If you choose to tuck into turkey, or another meat, on Christmas Day spare a thought for some Goslar vegetarians in the mid-eleventh century. Because of their vegetarianism (or, more correctly, the religious beliefs from which the lifestyle choice resulted) 1052 became their very last Christmas.

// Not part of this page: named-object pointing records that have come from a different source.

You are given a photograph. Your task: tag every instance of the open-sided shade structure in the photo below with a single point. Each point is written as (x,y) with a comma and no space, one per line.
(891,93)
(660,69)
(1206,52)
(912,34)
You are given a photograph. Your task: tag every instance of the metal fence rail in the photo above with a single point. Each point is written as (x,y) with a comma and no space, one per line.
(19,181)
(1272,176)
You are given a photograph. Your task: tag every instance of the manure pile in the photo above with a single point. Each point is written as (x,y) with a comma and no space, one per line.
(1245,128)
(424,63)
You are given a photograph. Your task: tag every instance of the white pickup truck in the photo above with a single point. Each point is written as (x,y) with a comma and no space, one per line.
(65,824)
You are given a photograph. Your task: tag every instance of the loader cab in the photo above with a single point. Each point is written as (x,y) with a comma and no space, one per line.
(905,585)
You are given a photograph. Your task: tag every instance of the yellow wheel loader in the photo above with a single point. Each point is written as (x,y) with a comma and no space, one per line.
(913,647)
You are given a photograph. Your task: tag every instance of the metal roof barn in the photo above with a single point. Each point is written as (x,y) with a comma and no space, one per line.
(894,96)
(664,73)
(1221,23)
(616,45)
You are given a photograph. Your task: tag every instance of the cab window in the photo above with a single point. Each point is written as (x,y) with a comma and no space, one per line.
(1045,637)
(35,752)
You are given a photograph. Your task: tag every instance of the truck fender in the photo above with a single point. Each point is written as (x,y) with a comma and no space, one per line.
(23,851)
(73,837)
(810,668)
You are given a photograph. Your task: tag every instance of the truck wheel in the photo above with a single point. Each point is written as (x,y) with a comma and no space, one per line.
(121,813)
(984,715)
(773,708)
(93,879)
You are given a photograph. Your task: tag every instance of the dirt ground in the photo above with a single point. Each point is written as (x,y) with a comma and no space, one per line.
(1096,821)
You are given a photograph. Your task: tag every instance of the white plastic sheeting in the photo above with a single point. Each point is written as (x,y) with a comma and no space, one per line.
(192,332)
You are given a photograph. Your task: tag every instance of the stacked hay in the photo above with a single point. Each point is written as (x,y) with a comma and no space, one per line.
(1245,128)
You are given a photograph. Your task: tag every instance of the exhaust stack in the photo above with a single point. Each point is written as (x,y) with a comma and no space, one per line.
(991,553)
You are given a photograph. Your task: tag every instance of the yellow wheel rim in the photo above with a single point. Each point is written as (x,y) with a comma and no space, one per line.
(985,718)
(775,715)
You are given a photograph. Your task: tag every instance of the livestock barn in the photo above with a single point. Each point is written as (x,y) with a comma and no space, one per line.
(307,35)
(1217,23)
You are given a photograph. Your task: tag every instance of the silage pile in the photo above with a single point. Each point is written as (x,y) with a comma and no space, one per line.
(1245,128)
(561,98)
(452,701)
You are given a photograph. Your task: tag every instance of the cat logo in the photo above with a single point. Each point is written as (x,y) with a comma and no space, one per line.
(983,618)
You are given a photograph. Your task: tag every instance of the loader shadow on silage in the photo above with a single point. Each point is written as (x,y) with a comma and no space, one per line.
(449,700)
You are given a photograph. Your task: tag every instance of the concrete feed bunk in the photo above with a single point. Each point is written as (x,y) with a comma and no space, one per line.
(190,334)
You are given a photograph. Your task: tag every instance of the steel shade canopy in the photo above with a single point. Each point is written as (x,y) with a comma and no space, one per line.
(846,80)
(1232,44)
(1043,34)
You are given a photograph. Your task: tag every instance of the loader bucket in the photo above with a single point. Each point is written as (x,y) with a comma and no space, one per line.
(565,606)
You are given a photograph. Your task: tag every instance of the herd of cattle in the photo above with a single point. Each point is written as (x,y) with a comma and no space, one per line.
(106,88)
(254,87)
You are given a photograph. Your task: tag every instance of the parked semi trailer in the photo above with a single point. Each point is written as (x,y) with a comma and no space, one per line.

The chronicler Herman of Reichenau tells us that, whilst celebrating the festive season in the German town, the Emperor Henry III commanded “that certain heretics were to be hanged on a gibbet, who among other wicked and erroneous doctrines detested the eating of all animal flesh, like the Manichean sect”.[1] Manichaeism was a dualistic religion founded by Mani in the third century, arising from a Judaeo-Christian environment.[2] Those who achieved the religion’s high status of ‘Elect’ had to refrain from eating any meat as one of the rules of their discipline, as well as eschewing wine and practicing celibacy. Judged to be heretical by the Christian church, followers of Manichaeism or any of the neo-Manichaeism sects were often persecuted and, as at Goslar, paid the ultimate price for observing their doctrines.
By Emily Ward
[1] Translation from Herman of Reichenau, Swabian Chronicles, ed. I. S. Robinson (Manchester, 2008), p. 90.
[2] Samuel N. C. Lieu, ‘Christianity and Manichaeism’, in Augustine Casiday and Frederick W. Norris (eds.), The Cambridge History of Christianity (Cambridge, 2007), ii, pp. 279-295.